In recent years, there have been remarkable advancements in the performance of Transformer-based Large Language Models (LLMs) across various domains. As these LLMs are deployed for increasingly complex domains, they often face the need to follow longer user prompts or generate longer texts. In these situations, the $\textit{length generalization failure}$ of LLMs on long sequences becomes more prominent. Most pre-training schemes truncate training sequences to a fixed length. LLMs often struggle to generate fluent and coherent texts after longer contexts, even with relative positional encoding specifically designed to cope with this problem. Common solutions such as finetuning on longer corpora often involve daunting hardware and time costs and require careful training process design. To more efficiently extrapolate existing LLMs' generation quality to longer texts, we theoretically and empirically investigate the main out-of-distribution (OOD) factors contributing to this problem. Inspired by this diagnosis, we propose a simple yet effective solution for on-the-fly length generalization, LM-Infinite. It involves only a $\mathbf{\Lambda}$-shaped attention mask (to avoid excessive attended tokens) and a distance limit (to avoid unseen distances) while requiring no parameter updates or learning. We find it applicable to a variety of LLMs using relative-position encoding methods. LM-Infinite is computationally efficient with $O(n)$ time and space, and demonstrates consistent text generation fluency and quality to as long as 128k tokens on ArXiv and OpenWebText2 datasets, with 2.72x decoding speedup. We will make the codes publicly available following publication.

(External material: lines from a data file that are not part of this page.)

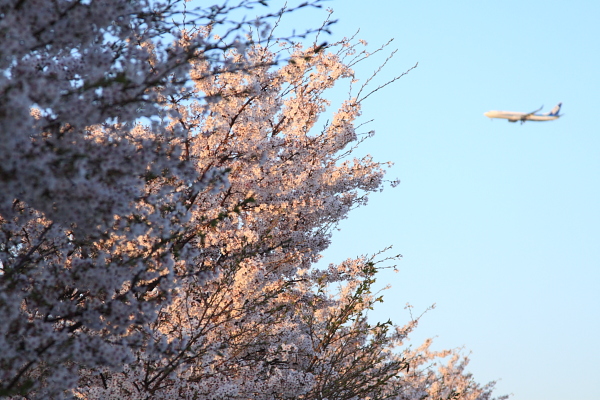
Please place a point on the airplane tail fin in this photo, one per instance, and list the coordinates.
(554, 112)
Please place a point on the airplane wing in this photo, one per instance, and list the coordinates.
(533, 112)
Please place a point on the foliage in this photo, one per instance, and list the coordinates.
(175, 258)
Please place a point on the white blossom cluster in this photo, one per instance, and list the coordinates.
(176, 259)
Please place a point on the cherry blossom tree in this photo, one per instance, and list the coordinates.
(88, 208)
(164, 207)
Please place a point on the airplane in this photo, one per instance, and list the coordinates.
(532, 116)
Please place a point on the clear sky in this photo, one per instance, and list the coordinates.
(498, 222)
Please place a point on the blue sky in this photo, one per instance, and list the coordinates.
(498, 223)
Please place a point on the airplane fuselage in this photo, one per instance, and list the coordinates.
(516, 116)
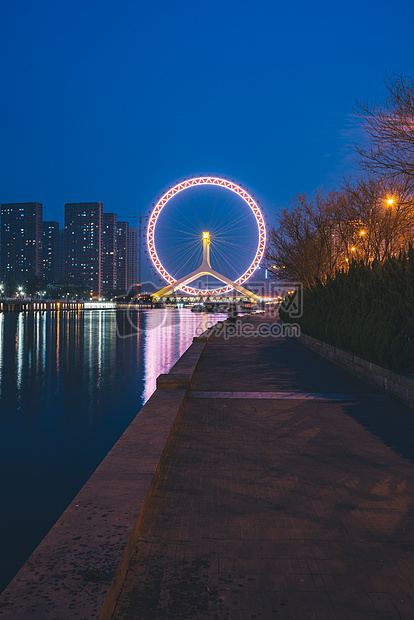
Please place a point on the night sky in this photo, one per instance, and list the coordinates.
(116, 101)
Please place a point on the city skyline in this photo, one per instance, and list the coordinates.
(94, 248)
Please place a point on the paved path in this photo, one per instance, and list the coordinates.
(276, 506)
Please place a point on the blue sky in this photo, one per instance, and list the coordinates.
(116, 101)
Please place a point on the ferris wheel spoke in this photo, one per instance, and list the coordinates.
(183, 264)
(225, 260)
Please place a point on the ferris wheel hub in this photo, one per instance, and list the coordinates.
(181, 283)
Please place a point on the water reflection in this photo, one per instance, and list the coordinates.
(70, 383)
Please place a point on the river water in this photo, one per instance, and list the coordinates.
(70, 384)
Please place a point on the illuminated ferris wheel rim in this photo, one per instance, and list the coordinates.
(207, 180)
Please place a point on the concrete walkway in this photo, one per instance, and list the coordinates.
(277, 500)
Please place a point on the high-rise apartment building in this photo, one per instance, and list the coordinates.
(109, 252)
(61, 265)
(51, 251)
(122, 252)
(21, 240)
(83, 238)
(132, 257)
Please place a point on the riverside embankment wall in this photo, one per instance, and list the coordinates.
(78, 565)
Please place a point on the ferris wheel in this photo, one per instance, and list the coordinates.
(205, 217)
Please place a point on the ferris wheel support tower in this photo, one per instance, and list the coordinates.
(205, 269)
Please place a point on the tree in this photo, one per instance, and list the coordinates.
(390, 129)
(368, 219)
(374, 218)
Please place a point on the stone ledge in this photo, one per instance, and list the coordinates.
(397, 385)
(172, 382)
(77, 569)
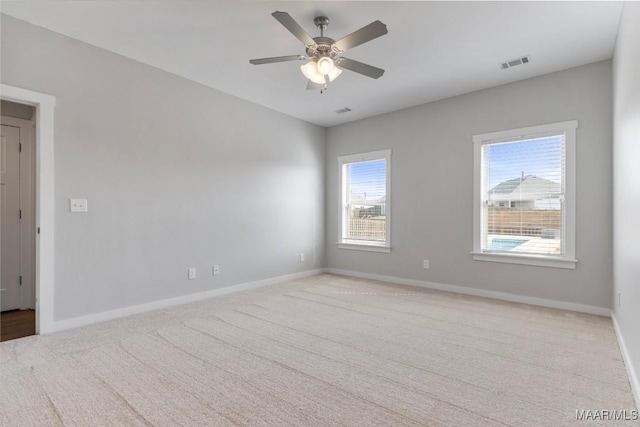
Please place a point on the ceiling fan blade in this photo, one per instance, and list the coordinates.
(359, 67)
(273, 59)
(363, 35)
(290, 24)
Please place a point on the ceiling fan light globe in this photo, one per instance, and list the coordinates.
(325, 65)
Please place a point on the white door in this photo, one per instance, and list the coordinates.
(10, 296)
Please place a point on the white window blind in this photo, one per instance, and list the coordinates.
(364, 192)
(523, 192)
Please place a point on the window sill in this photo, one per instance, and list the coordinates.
(364, 247)
(540, 261)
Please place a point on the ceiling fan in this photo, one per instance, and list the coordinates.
(326, 63)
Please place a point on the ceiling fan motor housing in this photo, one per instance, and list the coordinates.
(323, 47)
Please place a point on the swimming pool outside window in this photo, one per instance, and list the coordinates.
(524, 196)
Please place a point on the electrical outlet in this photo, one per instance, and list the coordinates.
(619, 299)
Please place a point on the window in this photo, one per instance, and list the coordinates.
(524, 196)
(365, 211)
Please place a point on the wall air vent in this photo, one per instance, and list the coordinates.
(514, 62)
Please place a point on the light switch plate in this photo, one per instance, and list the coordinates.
(78, 205)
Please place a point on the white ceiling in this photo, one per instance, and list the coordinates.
(434, 50)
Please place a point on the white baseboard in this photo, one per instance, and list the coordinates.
(631, 371)
(61, 325)
(582, 308)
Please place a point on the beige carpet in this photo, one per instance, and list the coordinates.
(325, 351)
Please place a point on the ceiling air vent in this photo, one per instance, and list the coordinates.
(514, 62)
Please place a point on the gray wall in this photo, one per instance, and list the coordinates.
(626, 178)
(177, 175)
(19, 111)
(432, 185)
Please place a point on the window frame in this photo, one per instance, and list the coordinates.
(364, 245)
(568, 258)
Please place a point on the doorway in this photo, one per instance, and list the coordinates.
(17, 221)
(43, 166)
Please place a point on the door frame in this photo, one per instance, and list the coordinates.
(26, 190)
(44, 199)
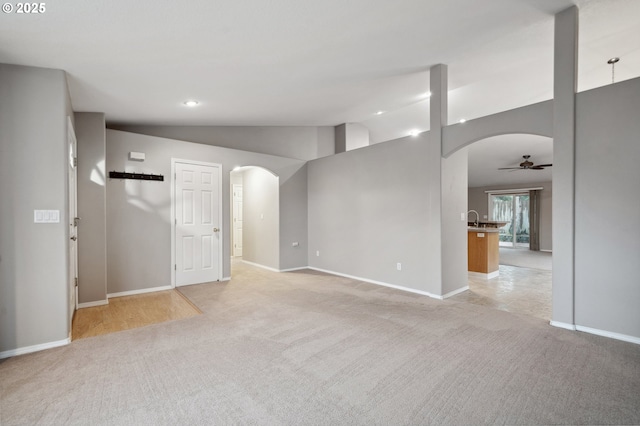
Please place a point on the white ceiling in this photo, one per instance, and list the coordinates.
(295, 63)
(488, 155)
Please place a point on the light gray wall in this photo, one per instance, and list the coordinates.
(565, 83)
(454, 229)
(92, 230)
(260, 218)
(479, 201)
(607, 245)
(34, 104)
(303, 143)
(235, 179)
(294, 215)
(535, 119)
(369, 210)
(138, 212)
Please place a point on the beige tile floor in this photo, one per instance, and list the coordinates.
(518, 290)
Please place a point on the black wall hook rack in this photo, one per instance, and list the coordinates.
(138, 176)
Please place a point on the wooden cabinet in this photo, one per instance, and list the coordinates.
(483, 253)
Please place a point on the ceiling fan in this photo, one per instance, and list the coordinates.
(527, 165)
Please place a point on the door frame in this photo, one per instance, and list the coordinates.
(234, 213)
(72, 220)
(174, 161)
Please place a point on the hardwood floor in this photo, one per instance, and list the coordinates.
(123, 313)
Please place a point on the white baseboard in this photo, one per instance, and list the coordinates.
(34, 348)
(294, 269)
(454, 292)
(485, 276)
(268, 268)
(610, 334)
(564, 325)
(141, 291)
(397, 287)
(92, 304)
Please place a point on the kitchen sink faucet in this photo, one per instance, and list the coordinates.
(476, 223)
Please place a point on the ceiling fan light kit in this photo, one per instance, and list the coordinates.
(527, 165)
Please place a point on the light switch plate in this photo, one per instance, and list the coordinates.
(46, 216)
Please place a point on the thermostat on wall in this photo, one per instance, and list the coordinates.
(136, 156)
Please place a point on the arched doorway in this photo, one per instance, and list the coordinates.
(255, 217)
(520, 196)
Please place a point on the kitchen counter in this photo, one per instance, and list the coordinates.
(483, 250)
(481, 229)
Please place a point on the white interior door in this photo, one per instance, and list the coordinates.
(237, 220)
(73, 221)
(198, 237)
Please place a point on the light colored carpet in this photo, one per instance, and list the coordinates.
(525, 258)
(309, 348)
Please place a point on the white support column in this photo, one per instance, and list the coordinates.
(564, 116)
(438, 120)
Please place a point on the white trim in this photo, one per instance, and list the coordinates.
(564, 325)
(454, 292)
(294, 269)
(512, 191)
(173, 214)
(34, 348)
(610, 334)
(397, 287)
(261, 266)
(92, 304)
(485, 276)
(141, 291)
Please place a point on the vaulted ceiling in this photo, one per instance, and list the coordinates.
(297, 63)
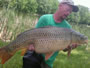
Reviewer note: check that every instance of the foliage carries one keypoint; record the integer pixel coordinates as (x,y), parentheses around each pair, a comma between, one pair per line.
(47,6)
(81,17)
(26,6)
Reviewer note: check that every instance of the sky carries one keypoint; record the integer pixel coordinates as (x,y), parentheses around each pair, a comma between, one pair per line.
(82,2)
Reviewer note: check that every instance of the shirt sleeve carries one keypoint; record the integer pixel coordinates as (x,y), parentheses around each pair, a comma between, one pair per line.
(42,22)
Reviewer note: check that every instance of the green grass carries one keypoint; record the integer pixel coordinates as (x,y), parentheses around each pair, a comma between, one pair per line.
(80,57)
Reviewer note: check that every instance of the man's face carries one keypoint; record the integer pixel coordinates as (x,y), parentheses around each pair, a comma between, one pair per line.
(64,10)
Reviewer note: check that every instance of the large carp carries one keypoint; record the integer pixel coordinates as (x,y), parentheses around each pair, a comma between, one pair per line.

翻译：近年来，基于Transformer的大型语言模型（LLMs）在多个领域取得了显著性能提升。随着这些LLMs被部署至日益复杂的应用场景，它们常需遵循更长的用户提示或生成长文本。在此类情况下，LLMs在长序列上存在的"长度泛化失败"问题愈发突出。多数预训练方案将训练序列截断至固定长度，即便采用专门设计的相对位置编码，LLMs在长上下文后仍难以生成流畅连贯的文本。通常的解决方案（如对长语料进行微调）往往涉及昂贵的硬件与时间成本，且需精心设计训练流程。为更高效地扩展现有LLMs在长文本上的生成质量，我们从理论与实证角度探究导致该问题的主要分布外（OOD）因素。基于诊断结果，我们提出一种简单高效的即时长度泛化方案——LM-Infinite。该方法仅需引入一个Λ形注意力掩码（避免过度聚集的标记）与距离限制（避免未见距离），无需参数更新或学习。我们证实该方法可适用于多种采用相对位置编码的LLMs。LM-Infinite具备O(n)时间与空间复杂度的高计算效率，在ArXiv与OpenWebText2数据集上，对长达128k token的文本能保持一致的生成流畅度与质量，并实现2.72倍解码加速。论文发表后，我们将公开相关代码。